2007 single by Noah and the Whale

"5 Years Time", also known as "5 Years Time (Sun Sun Sun)", is the debut single by English folk rock band Noah and the Whale. Originally released on 22 October 2007 as the lead single from their debut album Peaceful, the World Lays Me Down, it became the band's first top 40 hit upon re-release on 4 August 2008.

==Chart performance==
"5 Years Time" did not chart upon its first release in 2007. After poor initial sales, the group chose to re-release the single, and the record made it onto the charts in a number of countries. In the UK, it debuted at number 24, and went on to become Noah and the Whale's first top-ten single, peaking at number 7. In Ireland, "5 Years Time" debuted at number 47 and peaked at number 10. It is the band's highest-charting song in both countries.

==Music video==
The music video was directed by James Copeman. It features the band performing in a pub and dancing/playing in the park. During the video, Laura Marling, who provides backing vocals for the group, is seen playing a tin whistle and also giving the camera the two-fingers. The style of the video resembles a Wes Anderson film, using the same font the director uses in his films/music videos. Noah and the Whale are known to be fans of Anderson's work, and they named their band after the film The Squid and the Whale (2005), on which Anderson was a producer, as well as its director Noah Baumbach, a long term collaborator of Anderson's.

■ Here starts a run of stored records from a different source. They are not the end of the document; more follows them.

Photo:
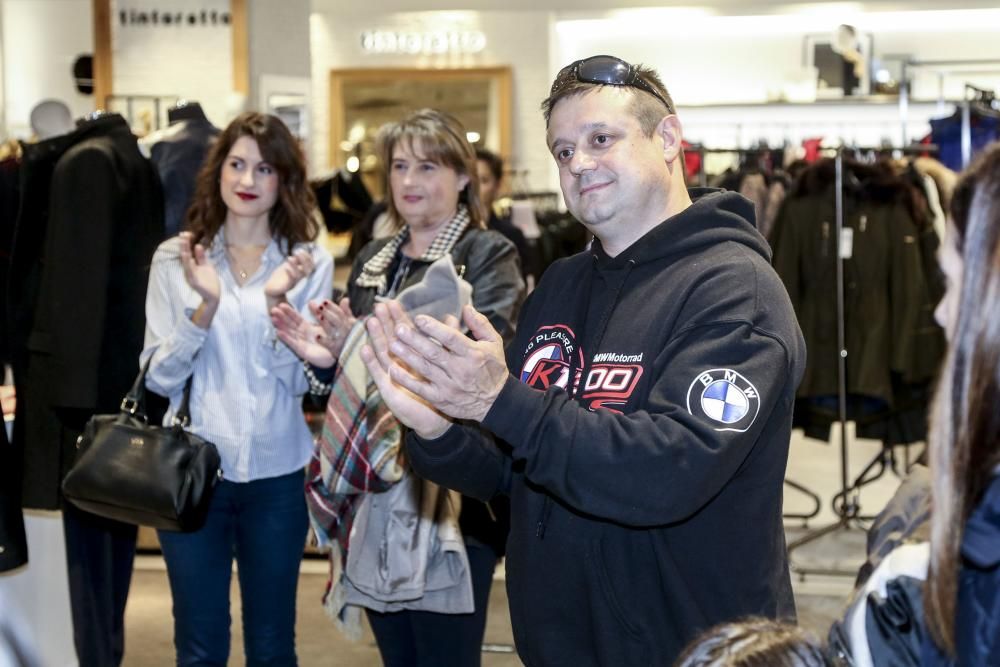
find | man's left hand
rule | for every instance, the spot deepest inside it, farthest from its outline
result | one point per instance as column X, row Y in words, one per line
column 459, row 376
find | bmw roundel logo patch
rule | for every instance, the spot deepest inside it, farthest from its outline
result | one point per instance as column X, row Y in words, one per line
column 724, row 397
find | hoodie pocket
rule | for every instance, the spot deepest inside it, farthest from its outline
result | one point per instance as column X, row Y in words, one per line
column 622, row 645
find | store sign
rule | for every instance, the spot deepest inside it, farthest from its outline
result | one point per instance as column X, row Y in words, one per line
column 172, row 18
column 427, row 43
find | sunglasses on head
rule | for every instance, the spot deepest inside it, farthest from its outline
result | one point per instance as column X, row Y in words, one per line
column 605, row 70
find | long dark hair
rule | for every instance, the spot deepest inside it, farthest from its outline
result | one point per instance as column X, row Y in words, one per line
column 291, row 219
column 753, row 642
column 441, row 139
column 965, row 418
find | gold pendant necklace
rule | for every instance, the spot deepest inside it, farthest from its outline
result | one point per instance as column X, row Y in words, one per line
column 239, row 268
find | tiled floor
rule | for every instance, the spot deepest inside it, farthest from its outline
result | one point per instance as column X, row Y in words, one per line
column 820, row 598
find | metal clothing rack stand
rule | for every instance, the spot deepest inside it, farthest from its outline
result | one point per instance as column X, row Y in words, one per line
column 846, row 503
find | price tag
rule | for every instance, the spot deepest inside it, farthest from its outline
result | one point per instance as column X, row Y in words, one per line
column 846, row 243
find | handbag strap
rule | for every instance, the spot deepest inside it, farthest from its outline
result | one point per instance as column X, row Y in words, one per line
column 134, row 402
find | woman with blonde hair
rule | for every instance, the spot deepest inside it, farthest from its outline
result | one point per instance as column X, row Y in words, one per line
column 435, row 210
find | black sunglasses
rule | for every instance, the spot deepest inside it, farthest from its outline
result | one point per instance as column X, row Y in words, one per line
column 605, row 70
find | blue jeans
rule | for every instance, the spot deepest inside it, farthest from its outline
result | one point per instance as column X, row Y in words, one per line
column 263, row 524
column 428, row 639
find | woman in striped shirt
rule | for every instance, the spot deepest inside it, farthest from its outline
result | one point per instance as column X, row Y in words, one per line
column 248, row 246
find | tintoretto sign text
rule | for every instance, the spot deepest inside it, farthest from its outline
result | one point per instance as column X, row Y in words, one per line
column 396, row 41
column 173, row 18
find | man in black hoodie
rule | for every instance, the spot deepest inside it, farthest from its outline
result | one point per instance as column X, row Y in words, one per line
column 640, row 421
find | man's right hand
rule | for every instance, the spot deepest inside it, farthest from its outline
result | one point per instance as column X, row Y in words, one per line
column 407, row 407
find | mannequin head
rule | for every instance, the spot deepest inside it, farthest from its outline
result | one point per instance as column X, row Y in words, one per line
column 50, row 118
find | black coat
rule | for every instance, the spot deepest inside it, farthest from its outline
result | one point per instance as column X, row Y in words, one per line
column 13, row 546
column 178, row 154
column 90, row 219
column 889, row 297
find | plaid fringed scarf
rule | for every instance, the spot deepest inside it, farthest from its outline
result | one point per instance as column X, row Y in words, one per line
column 373, row 272
column 357, row 451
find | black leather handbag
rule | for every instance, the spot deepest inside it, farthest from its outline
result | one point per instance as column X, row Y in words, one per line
column 129, row 470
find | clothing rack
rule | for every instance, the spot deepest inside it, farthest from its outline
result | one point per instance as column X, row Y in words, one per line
column 947, row 68
column 702, row 150
column 846, row 503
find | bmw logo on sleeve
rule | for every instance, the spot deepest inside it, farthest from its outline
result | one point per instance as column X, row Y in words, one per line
column 724, row 397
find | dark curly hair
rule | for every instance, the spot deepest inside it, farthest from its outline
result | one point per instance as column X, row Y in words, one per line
column 291, row 219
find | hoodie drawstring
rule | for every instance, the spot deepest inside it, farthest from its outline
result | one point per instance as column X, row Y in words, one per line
column 602, row 327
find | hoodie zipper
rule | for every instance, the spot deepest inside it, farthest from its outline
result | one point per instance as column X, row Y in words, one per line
column 602, row 327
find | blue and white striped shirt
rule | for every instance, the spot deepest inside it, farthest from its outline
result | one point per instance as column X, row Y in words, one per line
column 246, row 396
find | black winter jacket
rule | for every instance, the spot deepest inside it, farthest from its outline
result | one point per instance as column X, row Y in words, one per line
column 649, row 415
column 977, row 624
column 91, row 216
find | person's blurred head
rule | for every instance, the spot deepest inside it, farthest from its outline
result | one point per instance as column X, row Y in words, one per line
column 755, row 642
column 489, row 167
column 255, row 166
column 430, row 168
column 964, row 440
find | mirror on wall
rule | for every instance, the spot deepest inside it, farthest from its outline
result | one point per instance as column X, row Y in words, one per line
column 362, row 100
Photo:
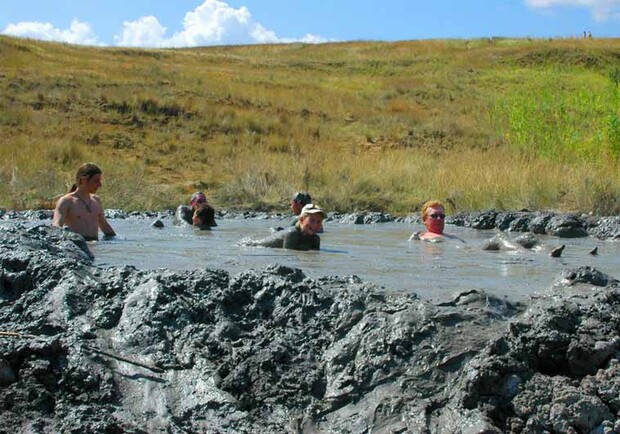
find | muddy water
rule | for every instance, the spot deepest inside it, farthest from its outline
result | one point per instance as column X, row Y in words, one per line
column 376, row 253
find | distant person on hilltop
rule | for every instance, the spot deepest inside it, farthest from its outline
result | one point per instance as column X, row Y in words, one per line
column 434, row 218
column 199, row 213
column 80, row 210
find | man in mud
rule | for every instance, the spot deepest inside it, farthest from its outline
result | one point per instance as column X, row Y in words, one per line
column 304, row 236
column 298, row 201
column 80, row 210
column 199, row 213
column 434, row 218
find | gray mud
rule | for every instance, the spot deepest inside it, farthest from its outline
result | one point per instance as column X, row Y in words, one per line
column 87, row 349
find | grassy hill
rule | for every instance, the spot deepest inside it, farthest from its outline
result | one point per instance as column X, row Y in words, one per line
column 488, row 123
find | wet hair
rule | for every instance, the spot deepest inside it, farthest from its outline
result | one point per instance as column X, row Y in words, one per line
column 431, row 204
column 206, row 215
column 87, row 170
column 302, row 197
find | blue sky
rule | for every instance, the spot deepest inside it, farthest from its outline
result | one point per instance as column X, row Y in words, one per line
column 182, row 23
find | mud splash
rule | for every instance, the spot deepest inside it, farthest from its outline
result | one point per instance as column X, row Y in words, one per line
column 86, row 349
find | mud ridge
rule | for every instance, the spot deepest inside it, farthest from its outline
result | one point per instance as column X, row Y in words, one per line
column 111, row 350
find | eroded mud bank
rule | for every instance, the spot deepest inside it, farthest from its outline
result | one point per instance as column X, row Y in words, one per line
column 109, row 350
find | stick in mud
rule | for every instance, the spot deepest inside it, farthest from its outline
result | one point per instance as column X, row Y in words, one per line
column 124, row 359
column 17, row 335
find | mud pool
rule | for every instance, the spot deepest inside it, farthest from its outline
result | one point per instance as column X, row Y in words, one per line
column 378, row 253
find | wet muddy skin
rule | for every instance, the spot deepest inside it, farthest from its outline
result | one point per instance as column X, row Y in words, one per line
column 116, row 349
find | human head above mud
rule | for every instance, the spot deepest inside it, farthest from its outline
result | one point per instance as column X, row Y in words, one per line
column 311, row 219
column 84, row 174
column 197, row 199
column 204, row 217
column 299, row 200
column 434, row 216
column 434, row 219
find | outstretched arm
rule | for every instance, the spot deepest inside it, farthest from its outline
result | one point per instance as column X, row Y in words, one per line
column 103, row 223
column 60, row 212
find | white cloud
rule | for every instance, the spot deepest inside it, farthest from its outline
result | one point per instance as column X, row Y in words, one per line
column 145, row 32
column 78, row 32
column 214, row 22
column 601, row 9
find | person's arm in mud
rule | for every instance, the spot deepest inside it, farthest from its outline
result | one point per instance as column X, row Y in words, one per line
column 60, row 213
column 103, row 222
column 291, row 240
column 316, row 243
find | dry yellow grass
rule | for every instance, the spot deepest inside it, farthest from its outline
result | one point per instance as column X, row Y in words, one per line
column 503, row 124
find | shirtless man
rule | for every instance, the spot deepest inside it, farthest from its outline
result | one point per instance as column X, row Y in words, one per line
column 434, row 218
column 80, row 210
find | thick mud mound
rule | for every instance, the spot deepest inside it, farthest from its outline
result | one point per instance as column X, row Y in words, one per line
column 86, row 349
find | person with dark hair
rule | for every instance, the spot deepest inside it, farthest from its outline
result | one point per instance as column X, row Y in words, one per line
column 298, row 201
column 199, row 213
column 81, row 210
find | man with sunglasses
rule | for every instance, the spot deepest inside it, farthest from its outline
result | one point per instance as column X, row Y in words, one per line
column 434, row 218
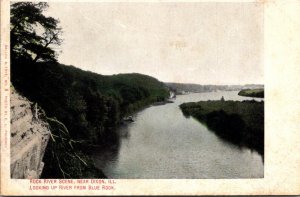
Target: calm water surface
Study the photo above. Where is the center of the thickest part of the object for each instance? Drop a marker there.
(162, 143)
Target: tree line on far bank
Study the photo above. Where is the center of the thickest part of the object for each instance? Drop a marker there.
(82, 108)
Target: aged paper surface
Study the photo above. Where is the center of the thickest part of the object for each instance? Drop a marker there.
(281, 61)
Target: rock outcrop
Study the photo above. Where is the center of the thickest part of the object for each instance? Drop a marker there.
(29, 138)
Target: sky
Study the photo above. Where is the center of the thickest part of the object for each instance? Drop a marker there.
(202, 43)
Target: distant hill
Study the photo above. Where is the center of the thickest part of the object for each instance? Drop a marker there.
(89, 104)
(180, 88)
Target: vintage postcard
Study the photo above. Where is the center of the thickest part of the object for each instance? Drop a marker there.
(150, 97)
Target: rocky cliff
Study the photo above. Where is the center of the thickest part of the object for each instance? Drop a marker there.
(29, 138)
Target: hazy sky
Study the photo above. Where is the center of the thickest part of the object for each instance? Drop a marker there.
(205, 43)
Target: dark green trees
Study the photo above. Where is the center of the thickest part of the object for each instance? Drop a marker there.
(33, 34)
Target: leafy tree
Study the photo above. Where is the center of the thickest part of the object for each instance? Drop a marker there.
(33, 34)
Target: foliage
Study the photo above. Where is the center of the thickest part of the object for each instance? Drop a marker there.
(241, 123)
(33, 34)
(89, 104)
(86, 107)
(259, 93)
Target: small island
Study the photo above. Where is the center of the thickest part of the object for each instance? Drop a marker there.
(258, 93)
(239, 122)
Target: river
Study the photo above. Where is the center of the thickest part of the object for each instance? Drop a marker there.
(163, 144)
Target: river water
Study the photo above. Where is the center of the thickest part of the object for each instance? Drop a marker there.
(163, 144)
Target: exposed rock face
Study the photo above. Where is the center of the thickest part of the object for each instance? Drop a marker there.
(29, 138)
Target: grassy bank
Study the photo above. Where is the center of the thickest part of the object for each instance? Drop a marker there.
(259, 93)
(88, 105)
(239, 122)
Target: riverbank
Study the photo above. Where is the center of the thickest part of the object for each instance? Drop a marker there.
(257, 93)
(239, 122)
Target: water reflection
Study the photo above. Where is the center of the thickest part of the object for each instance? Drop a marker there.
(162, 143)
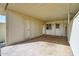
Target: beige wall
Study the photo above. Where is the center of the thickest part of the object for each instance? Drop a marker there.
(69, 29)
(58, 32)
(2, 32)
(21, 27)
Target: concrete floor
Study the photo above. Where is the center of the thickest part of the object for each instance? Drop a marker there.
(41, 46)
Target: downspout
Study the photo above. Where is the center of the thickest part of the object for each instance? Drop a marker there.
(68, 21)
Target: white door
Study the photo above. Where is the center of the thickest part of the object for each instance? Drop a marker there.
(27, 29)
(58, 29)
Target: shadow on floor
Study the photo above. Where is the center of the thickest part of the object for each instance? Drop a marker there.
(48, 38)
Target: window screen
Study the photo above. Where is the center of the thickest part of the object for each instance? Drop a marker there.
(48, 26)
(57, 26)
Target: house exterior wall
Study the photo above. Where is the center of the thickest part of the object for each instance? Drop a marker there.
(2, 32)
(21, 27)
(74, 36)
(57, 32)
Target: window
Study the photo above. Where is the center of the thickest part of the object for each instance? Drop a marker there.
(57, 26)
(2, 19)
(48, 26)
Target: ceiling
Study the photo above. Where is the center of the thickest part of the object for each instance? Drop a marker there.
(45, 11)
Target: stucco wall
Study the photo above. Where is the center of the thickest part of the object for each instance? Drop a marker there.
(57, 32)
(2, 32)
(21, 27)
(74, 37)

The music video was uploaded to YouTube on 13 June 2008, and as of July 2025 it has been viewed over 13 million times.

==Charts==
===Weekly charts===

| Chart (2008) | Peak position |
|---|---|
| Austria (Ö3 Austria Top 40) | 59 |
| Belgium (Ultratop 50 Flanders) | 72 |
| Ireland (IRMA) | 10 |
| Scotland Singles (OCC) | 3 |
| UK Singles (OCC) | 7 |

===Year-end charts===

| Chart (2008) | Position |
|---|---|
| UK Singles (OCC) | 78 |

==Personnel ==
Noah and the Whale

- Charlie Fink - Vocals, guitar
- Laura Marling - Vocals, Ukulele, Flute
- Tom Hobden – violin, Keyboard
- Matt Owens – Bass guitar
- John Hamson – drums, percussion

==Certifications==

| Region | Certification | Certified units/sales |
| United Kingdom (BPI) | Platinum | 600,000^{‡} |
^{‡} Sales+streaming figures based on certification alone.

==In popular culture==
The song was used in a 2008 SunChips commercial, in a 2008 Saturn commercial and also featured in a Volkswagen Golf commercial in 2015. It was featured in an episode of the BBC One school drama series Waterloo Road in 2009, as well as an episode in series 3 of that same broadcaster's popular show Gavin & Stacey.

"5 Years Time" is featured in the 2025 DC Universe film Superman; it is played during an action sequence in which Mister Terrific (portrayed by Edi Gathegi) battles Lex Luthor's mercenaries while infiltrating their base to rescue Superman. The song's streaming numbers saw a 1,000% increase following its inclusion in the film, going from 7,300 streams to 85,400 streams by July 12, the day after Superman released.